均一な灰色の背景に対して、第一ステップとして “CCS”という文字列を背景よりやや明るいものとやや暗いものを一列ずつ挿入してみました。この段階では、とくにこれと言って色の見え方に不自然な感じはありません。
次に第2ステップとして、明るい文字列と暗い文字列を多数挿入してみます。そうすると、暗い文字列に囲まれた背景領域(A)と、明るい文字列に囲まれた背景領域(B)の明度が異なって見える(領域Bの方が明るく見える)と思います。 このように、背景の色と模様(文字)の色が溶け合って中間の色になったように見える現象が色の同化現象です。
この同化現象の起こり方の程度を無彩色の場合について見てみましょう。背景色に対して明度差の大きい色の縞模様を挿入した場合(左)と明度差の小さい縞模様を挿入した場合(右)を比較して下さい。背景色と縞模様の色との融合の程度は右の方が顕著に認められます。
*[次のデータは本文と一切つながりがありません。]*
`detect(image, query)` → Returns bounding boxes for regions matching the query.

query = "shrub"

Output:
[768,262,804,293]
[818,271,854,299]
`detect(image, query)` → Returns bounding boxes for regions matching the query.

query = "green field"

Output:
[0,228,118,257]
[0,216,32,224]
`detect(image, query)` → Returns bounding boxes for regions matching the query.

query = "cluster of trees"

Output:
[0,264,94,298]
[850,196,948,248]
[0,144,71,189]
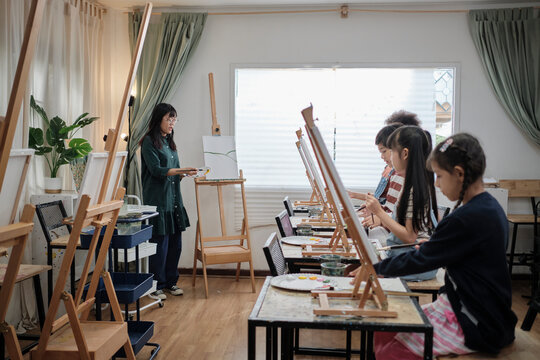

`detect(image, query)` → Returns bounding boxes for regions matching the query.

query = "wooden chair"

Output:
[0,205,35,360]
[276,210,295,238]
[192,170,255,298]
[499,180,540,275]
[36,200,81,302]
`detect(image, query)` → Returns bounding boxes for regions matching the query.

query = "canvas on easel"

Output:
[192,73,255,298]
[302,106,397,317]
[296,130,357,257]
[73,151,127,213]
[203,136,238,180]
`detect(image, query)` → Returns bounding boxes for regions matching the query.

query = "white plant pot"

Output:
[45,177,62,194]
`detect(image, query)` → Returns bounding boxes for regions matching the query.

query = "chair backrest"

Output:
[276,210,294,237]
[263,232,287,276]
[36,200,71,243]
[283,196,294,216]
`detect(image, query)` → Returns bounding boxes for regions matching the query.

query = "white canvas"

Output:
[203,136,238,180]
[0,149,34,226]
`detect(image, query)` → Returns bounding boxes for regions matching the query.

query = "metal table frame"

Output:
[248,276,433,360]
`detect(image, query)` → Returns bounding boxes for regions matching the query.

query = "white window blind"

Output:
[235,68,436,226]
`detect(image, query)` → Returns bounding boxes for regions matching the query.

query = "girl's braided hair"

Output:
[386,125,437,232]
[427,133,486,210]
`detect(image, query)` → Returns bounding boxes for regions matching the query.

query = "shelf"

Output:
[81,225,152,249]
[83,272,154,304]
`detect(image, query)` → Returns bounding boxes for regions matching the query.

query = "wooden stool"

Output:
[0,262,51,359]
[499,180,540,275]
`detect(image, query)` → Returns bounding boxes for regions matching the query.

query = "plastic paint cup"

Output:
[319,254,342,263]
[321,262,347,276]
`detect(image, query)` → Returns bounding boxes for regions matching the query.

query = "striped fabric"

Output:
[395,293,474,356]
[384,174,405,213]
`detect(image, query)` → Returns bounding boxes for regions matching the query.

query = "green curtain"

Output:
[469,8,540,145]
[126,13,208,199]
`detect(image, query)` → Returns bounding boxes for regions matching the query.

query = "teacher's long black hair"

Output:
[139,103,176,150]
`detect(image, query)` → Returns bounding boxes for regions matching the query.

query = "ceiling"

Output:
[96,0,540,10]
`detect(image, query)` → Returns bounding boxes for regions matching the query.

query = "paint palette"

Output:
[281,236,329,246]
[270,273,338,291]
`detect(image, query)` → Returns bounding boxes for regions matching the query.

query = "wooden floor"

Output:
[16,276,540,360]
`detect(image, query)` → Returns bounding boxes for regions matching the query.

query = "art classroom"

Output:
[0,0,540,360]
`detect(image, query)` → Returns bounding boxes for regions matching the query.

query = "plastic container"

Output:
[321,262,347,276]
[81,225,152,249]
[83,272,154,304]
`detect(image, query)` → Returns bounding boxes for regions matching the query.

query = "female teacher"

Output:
[140,103,197,300]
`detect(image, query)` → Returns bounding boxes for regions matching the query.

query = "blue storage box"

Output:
[83,272,154,304]
[81,225,152,249]
[114,321,154,358]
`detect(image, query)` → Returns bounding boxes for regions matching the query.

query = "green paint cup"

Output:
[321,262,347,276]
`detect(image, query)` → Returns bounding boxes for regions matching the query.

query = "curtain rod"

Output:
[130,6,540,17]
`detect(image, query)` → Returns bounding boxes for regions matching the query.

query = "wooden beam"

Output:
[0,0,45,190]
本連載の前回に説明しました対比現象の場合には、2色の明度差が大きい程その効果は大きく表れますが、同化現象の場合はその逆で、2色間の明度差が小さい場合に顕著に現れます。
対比現象も同化現象も、どちらも2色が隣接して併存する場合に起こる現象ですが、実際に現れる効果は全く正反対です。いったい何が違うのでしょうか?
これは、挿入する図柄の大きさが関係しています。右図のように、図柄が細かい場合には同化現象が起こり易く、図柄が大きい場合は対比現象が前面に出てくることになります。このように、同化現象と対比現象は隣り合わせの心理現象であると言えます。
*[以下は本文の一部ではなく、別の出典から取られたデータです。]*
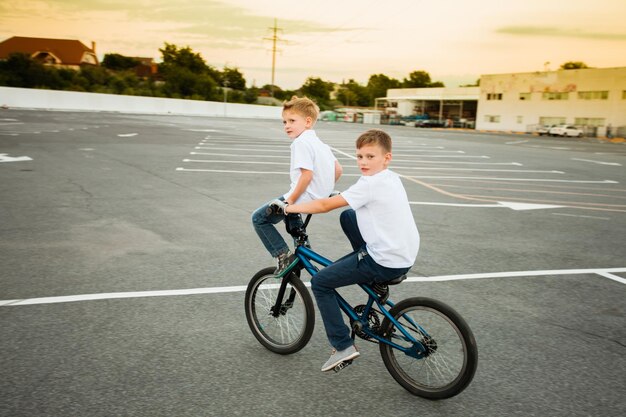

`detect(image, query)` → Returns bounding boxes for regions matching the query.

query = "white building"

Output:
[476,67,626,137]
[375,87,480,122]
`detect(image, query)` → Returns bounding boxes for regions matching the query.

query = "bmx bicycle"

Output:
[245,206,478,400]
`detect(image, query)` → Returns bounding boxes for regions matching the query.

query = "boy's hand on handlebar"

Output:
[267,199,289,216]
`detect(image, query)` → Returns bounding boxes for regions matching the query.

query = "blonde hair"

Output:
[356,129,391,153]
[283,96,320,122]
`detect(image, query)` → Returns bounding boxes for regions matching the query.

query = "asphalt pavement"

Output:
[0,110,626,417]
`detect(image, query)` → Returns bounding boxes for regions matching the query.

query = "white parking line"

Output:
[0,268,626,307]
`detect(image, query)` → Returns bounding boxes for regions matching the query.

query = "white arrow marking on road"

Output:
[572,158,622,167]
[0,153,33,162]
[0,268,626,307]
[498,201,563,211]
[409,201,563,211]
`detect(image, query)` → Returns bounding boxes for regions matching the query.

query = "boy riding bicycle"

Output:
[274,129,420,372]
[252,96,342,275]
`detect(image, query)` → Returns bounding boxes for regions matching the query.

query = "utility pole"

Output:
[263,18,283,97]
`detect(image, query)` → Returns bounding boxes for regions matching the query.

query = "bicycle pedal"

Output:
[333,359,354,373]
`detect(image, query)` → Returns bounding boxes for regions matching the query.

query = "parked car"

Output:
[415,119,445,127]
[548,125,583,137]
[535,125,556,136]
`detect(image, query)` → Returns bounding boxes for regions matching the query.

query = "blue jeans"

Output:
[311,209,410,350]
[252,197,302,258]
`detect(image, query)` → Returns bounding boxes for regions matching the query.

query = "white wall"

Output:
[476,68,626,135]
[0,87,282,119]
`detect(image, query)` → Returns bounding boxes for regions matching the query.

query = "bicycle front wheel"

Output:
[380,297,478,400]
[245,267,315,355]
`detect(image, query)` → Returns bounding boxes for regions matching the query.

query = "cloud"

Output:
[496,26,626,41]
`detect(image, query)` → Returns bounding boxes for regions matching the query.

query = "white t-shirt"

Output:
[341,169,420,268]
[284,130,337,203]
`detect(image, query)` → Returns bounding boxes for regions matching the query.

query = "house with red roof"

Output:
[0,36,98,69]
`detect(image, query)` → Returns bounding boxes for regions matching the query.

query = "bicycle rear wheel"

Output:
[380,297,478,400]
[245,267,315,355]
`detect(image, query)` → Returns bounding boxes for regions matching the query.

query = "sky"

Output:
[0,0,626,89]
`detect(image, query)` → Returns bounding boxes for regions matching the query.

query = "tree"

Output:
[560,61,589,69]
[159,42,208,74]
[221,67,246,91]
[159,42,221,100]
[102,54,140,71]
[402,71,445,88]
[337,79,369,107]
[300,77,334,107]
[366,74,400,106]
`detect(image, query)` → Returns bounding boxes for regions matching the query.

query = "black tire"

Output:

有彩色の同化現象 色の心理的三属性(明度、彩度、色相)それぞれに対比現象が認められましたが、同化現象の場合にも同様に三属性に亘ってその効果が認められます。
色の同化現象を利用した身近な例を紹介しましょう。
果物屋さんの店先などで、みかんを赤いネットの袋に入れて陳列販売しているのを見た人も多いと思います。これは、みかんを赤いネットに入れることによって、ネットの赤とみかんの地色(オレンジ色)が同化して、裸のまま陳列するのに比べてより鮮やかな「赤味を帯びた」オレンジ色に見え、熟れて美味しそうに見える効果を狙ったものです。
ネットの色の影響を比較するために、同一のみかん画像上に赤のネット模様と緑のネット模様を上書きした画像を作ってみました。同じみかんであっても熟れ方の印象にかなりの差異が生じているのが分かります。
オクラや枝豆を青緑色のネットに入れるのも同じ目的で、鮮やかな青緑色に見せるという狙いがあります。
以上、色の対比現象と同化現象を説明してきましたが、両者が同時に起こると、心理的な色の見え方が劇的に変わる場合があります。下の“CCS株式会社”という赤の文字列でのデモンストレーションを試してみて下さい。真ん中の行はそのままにしておいて、上の行と下の行に組み合わせる色を変えてみます。
背景色として上の行には青を、下の行には黄を配色すると、この段階では色相対比が起こり、上の文字列はやや橙色寄りに、下の文字列はやや赤紫色寄りに色相対比が起こります。次に上の行には黄色の細かい縞模様を、下の行には青の細かい縞模様を入れて同化現象を起こしてみます。その結果、上の文字列は殆どオレンジ色に、下の文字列は殆ど赤紫色に見えるようになります。
文字自体の(物理的な)色は真ん中の赤なのですが、対比と同化が同時に発生した結果、このように信じられないくらいの色の変化として認識されることが起こります。